One of constants of so many of those goals has been the 5-foot-9, 181-pound Marchand attacking the net and going to the danger areas despite usually being the smallest guy out on the ice. He also has tied Patrice Bergeron for the B’s team lead with his seventh game-winning goal of the season. Combine that with the improved vision and puck awareness that’s allowed him to rack up a career-high 39 assists this season, and you have an all-around, elite player in the prime of his career creating an extremely worthy follow-up to last season's “career year” with 37 goals.

 

“You have to learn to adapt and change and you also pick up different techniques that guys use over the years and find different ways to create some space.
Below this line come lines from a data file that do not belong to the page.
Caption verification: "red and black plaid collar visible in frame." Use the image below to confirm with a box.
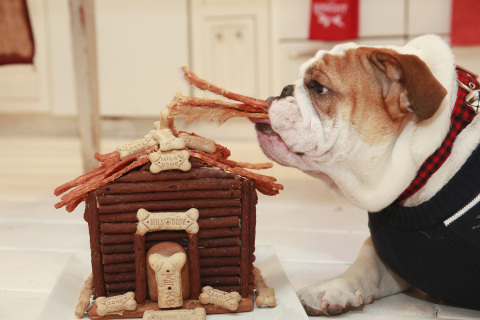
[397,66,480,202]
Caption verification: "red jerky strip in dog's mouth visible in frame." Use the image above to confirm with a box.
[167,66,268,124]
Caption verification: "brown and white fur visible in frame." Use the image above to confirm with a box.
[251,35,480,315]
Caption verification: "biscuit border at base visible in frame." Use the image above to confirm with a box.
[88,295,255,320]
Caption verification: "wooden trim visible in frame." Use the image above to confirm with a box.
[69,0,100,172]
[85,192,106,298]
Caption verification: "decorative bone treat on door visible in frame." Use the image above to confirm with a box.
[148,252,187,309]
[54,67,283,319]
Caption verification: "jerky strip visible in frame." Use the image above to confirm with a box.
[182,66,268,110]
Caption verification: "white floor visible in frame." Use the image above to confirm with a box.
[0,137,480,320]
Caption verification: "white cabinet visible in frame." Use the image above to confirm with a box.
[95,0,189,116]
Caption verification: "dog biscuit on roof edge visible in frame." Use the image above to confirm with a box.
[55,65,283,319]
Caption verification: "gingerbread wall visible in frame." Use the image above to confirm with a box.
[85,167,257,300]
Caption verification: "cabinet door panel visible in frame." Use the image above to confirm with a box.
[196,17,258,96]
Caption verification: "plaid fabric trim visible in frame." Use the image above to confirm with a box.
[397,68,480,202]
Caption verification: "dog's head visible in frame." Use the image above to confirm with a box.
[256,38,454,210]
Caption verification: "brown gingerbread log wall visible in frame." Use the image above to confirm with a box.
[89,168,257,299]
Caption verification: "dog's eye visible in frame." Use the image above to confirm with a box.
[307,81,328,95]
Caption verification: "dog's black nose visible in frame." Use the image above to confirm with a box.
[280,84,295,99]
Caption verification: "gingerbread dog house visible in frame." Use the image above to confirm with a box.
[85,159,257,304]
[55,119,282,319]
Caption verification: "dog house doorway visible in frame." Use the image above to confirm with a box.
[146,241,190,309]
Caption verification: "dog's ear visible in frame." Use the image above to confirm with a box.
[370,49,447,120]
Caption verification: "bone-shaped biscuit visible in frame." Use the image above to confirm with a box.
[178,132,217,153]
[117,134,158,160]
[198,286,242,311]
[137,208,199,235]
[95,291,137,316]
[150,129,185,151]
[148,252,187,309]
[143,308,207,320]
[255,286,277,307]
[148,150,192,173]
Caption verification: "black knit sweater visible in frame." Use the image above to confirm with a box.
[369,147,480,308]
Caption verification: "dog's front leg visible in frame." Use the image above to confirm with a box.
[298,238,410,315]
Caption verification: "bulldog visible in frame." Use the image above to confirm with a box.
[251,35,480,315]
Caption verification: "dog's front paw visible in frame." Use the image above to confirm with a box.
[297,278,373,316]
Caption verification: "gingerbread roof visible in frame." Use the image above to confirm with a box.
[54,123,283,212]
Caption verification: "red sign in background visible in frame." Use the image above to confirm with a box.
[450,0,480,46]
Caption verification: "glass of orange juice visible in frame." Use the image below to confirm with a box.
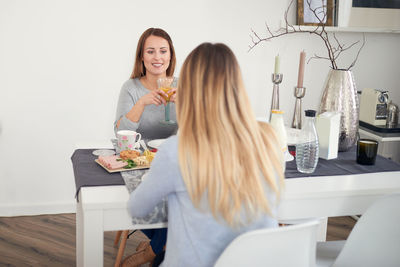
[157,77,177,124]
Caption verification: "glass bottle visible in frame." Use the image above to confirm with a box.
[296,110,319,173]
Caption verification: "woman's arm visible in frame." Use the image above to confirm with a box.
[114,80,165,133]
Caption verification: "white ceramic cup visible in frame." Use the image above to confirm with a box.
[117,130,142,151]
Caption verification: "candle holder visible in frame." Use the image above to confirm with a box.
[292,87,306,129]
[269,73,283,121]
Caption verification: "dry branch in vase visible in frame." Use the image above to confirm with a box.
[249,0,365,70]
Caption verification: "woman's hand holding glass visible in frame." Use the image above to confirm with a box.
[157,77,177,124]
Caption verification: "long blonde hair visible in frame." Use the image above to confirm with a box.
[131,28,176,79]
[176,43,283,226]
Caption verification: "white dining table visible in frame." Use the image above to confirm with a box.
[76,171,400,267]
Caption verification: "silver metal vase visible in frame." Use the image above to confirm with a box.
[319,69,359,151]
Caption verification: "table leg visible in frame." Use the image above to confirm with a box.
[317,217,328,242]
[76,203,104,267]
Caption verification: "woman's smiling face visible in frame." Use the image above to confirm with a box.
[143,35,171,76]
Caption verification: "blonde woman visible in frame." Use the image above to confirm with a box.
[129,43,284,266]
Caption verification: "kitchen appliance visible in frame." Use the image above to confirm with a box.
[359,88,389,125]
[386,101,399,128]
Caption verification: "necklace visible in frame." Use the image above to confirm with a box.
[140,76,158,91]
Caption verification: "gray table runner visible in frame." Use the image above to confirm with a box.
[71,148,400,224]
[71,148,400,198]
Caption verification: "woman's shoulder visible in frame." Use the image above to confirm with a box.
[160,135,178,152]
[122,78,143,91]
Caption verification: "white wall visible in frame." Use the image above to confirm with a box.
[0,0,400,216]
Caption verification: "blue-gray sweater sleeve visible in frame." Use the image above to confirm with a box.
[114,80,140,134]
[128,136,178,217]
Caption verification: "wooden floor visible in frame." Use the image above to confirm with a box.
[0,214,355,267]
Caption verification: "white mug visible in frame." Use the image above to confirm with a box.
[117,130,142,151]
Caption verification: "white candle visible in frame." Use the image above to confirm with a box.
[274,55,280,74]
[297,50,306,88]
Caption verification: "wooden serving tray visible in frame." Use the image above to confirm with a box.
[94,159,150,173]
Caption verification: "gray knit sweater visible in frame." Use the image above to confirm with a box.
[114,78,177,141]
[128,136,278,267]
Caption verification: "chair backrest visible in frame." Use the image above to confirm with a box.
[215,221,318,267]
[333,194,400,266]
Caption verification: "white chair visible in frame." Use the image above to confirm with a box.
[317,194,400,267]
[215,221,318,267]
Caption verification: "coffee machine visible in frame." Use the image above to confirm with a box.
[360,88,389,125]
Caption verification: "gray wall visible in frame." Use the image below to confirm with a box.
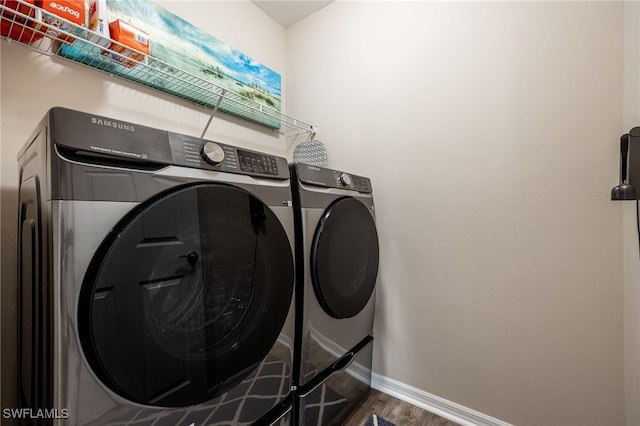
[287,1,625,425]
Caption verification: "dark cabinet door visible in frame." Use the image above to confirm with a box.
[78,184,294,407]
[311,197,379,319]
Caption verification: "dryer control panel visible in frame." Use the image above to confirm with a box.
[297,163,371,193]
[169,132,289,179]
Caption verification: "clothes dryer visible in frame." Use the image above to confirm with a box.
[18,108,294,426]
[291,163,379,426]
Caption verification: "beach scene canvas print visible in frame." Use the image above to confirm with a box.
[60,0,281,128]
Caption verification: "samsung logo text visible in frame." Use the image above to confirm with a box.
[91,117,136,132]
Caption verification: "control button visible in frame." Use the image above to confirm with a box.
[340,173,351,186]
[200,142,229,166]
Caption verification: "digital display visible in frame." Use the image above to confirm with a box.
[238,150,278,175]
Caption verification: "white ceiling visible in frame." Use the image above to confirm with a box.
[251,0,333,28]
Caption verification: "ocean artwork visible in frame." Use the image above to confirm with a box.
[59,0,282,128]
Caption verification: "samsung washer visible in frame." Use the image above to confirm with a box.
[18,108,294,426]
[291,163,379,426]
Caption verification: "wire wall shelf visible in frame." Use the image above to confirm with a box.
[0,0,316,144]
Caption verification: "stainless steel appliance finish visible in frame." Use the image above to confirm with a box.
[291,163,379,425]
[18,108,294,426]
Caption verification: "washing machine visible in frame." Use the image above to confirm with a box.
[291,163,379,426]
[17,108,294,426]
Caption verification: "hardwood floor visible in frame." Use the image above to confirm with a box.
[344,389,458,426]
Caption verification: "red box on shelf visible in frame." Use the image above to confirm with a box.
[37,0,87,43]
[102,20,149,68]
[0,0,44,43]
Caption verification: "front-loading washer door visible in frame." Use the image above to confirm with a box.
[310,197,379,319]
[78,183,294,407]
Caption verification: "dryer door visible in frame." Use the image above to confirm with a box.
[78,184,294,407]
[311,197,379,319]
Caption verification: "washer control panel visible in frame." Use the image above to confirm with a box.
[168,132,289,179]
[296,163,371,193]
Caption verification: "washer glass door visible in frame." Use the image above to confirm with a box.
[78,184,294,407]
[311,197,379,319]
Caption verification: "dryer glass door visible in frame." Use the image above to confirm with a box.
[311,197,379,319]
[78,184,294,407]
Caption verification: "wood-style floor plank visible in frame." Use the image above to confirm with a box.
[344,389,458,426]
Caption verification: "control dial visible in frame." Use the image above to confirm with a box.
[200,142,229,166]
[340,173,351,186]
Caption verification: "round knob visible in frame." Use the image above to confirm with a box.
[340,173,351,186]
[200,142,224,166]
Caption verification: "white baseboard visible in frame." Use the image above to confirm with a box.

Now with the game being quicker and the guys being a little more agile, it’s tough to continually cut back on them in the corner, especially most teams swarm down there and have three or four guys,” said Marchand after Saturday’s win over the Flyers. “You know the big thing is to just try to get the puck out of the area and either change sides, go behind the net and try to find some space. Stuff happens quickly out there and you learn to read plays a little bit better than maybe you did early on and it could be a mix of a few things.”

Clearly, it’s going to be a bit of an uphill battle in Hart Trophy voting for a sometimes-pest in Marchand who's gone way over the edge, and paid the price in suspensions, in his past history in Boston. Fellow elite NHL players, like the aforementioned Crosby, Evgeni Malkin, Connor McDavid and Brent Burns, are also posting excellent seasons for playoff-caliber teams. None of them has the complicated, checkered past that Marchand does in a league that sometimes wants everything to be a little too squeaky clean.

But Marchand is on pace for 42 goals and 88 points, has spearheaded this Bruins surge to the playoffs and has raised his profile with Team Canada and NHL All-Star appearances already this season. Provided he can finish strong in the final 14 games, the Nose Face Killah is fully deserving of consideration for the Hart Trophy given to the Most Valuable Player in the league and he’ll get it from this humble hockey writer in a wonderful NHL success story of a guy that’s gone from fourth-line annoyance to elite MVP candidate in seven transformative seasons.

The Hart Trophy candidacy for Boston’s trouble-making Marchand might be a little surprising, but it’s very, very real at this point.